Couched in the drama of the Great Mississippi Flood of 1927, the residents of Pilotville, Louisiana, consider themselves far removed from the travails of other black/white communities, where Jim Crow dictates the social constrictions in an environment ruled by the power structure of the haves versus the have-nots.
Pilotville takes its name from the services provided to the Mississippi River traffic, the whites controlling the boats and the blacks doing whatever other jobs remain to support the town’s endeavors. Papa DeGroot founded the Pilotville Negro Infirmary in 1894, ostensibly to provide medical care for the black residents of the town, always there to offer a word of encouragement and a helping hand.
Then along comes the Reverend Hale Poser, an orphaned, blue-eyed black man in search of his past, with gentle ways and a deep love of God in his heart. Poser takes a job at the Negro Infirmary, eschewing the title of reverend, happy to be of service to those less fortunate.
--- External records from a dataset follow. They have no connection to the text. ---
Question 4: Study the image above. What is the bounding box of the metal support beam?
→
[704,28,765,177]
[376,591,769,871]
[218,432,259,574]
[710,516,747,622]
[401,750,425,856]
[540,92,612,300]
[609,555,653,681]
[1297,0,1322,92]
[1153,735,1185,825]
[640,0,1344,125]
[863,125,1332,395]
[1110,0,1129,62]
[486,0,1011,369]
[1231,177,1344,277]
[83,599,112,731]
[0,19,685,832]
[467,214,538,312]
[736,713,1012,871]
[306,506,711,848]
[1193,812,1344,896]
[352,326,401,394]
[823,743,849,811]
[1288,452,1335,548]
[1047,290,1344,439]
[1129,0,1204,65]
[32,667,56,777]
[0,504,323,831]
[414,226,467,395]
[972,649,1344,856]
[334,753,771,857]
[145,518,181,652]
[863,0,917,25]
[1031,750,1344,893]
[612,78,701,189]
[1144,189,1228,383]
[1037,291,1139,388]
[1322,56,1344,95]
He comes to the aid of a woman in difficulty birthing her child, and it is soon rumored that Hale has healing hands when baby Hannah is brought safely into the world without the assistance of the drunken white doctor’s surgery.
Even as the town rejoices in Hannah’s safe delivery, the unimaginable occurs and Pilotville is thrown into chaos, white and black uniting in common effort for a time. In service of the distraught parents, Hale undertakes a journey into the swamps that will gradually reveal the terrible darkness of man’s inhumanity to man as Hale is thrown into a deep moral crisis, challenging his faith in himself, the world at large and his God. As is his nature, Hale will turn adversity into revelation, bridging two worlds with one heart, an instrument of change more far-reaching than even he can imagine.
Dickson pens a powerful parable of dark and light, all set against the flood that demolished the shores of the great Mississippi, leaving behind such devastation as would not visit this region again for a hundred years. Reaching beyond the obvious conflicts of class and race, Dickson exposes the evil that lurks in the hearts of men who seek profit from the helpless, exploitation the coin of their realm without thought to the consequences for those caught in the web of a terrible deceit.
Mining the deepest chambers of human understanding, the author questions the moral compass of the residents of Pilotville, their religious beliefs but a mask for underlying prejudices that facilitate lives both separate and unengaged. Indeed, the reader may find reason for reflection as well in this simple, yet profound statement on the nature loss, redemption and the territory in between.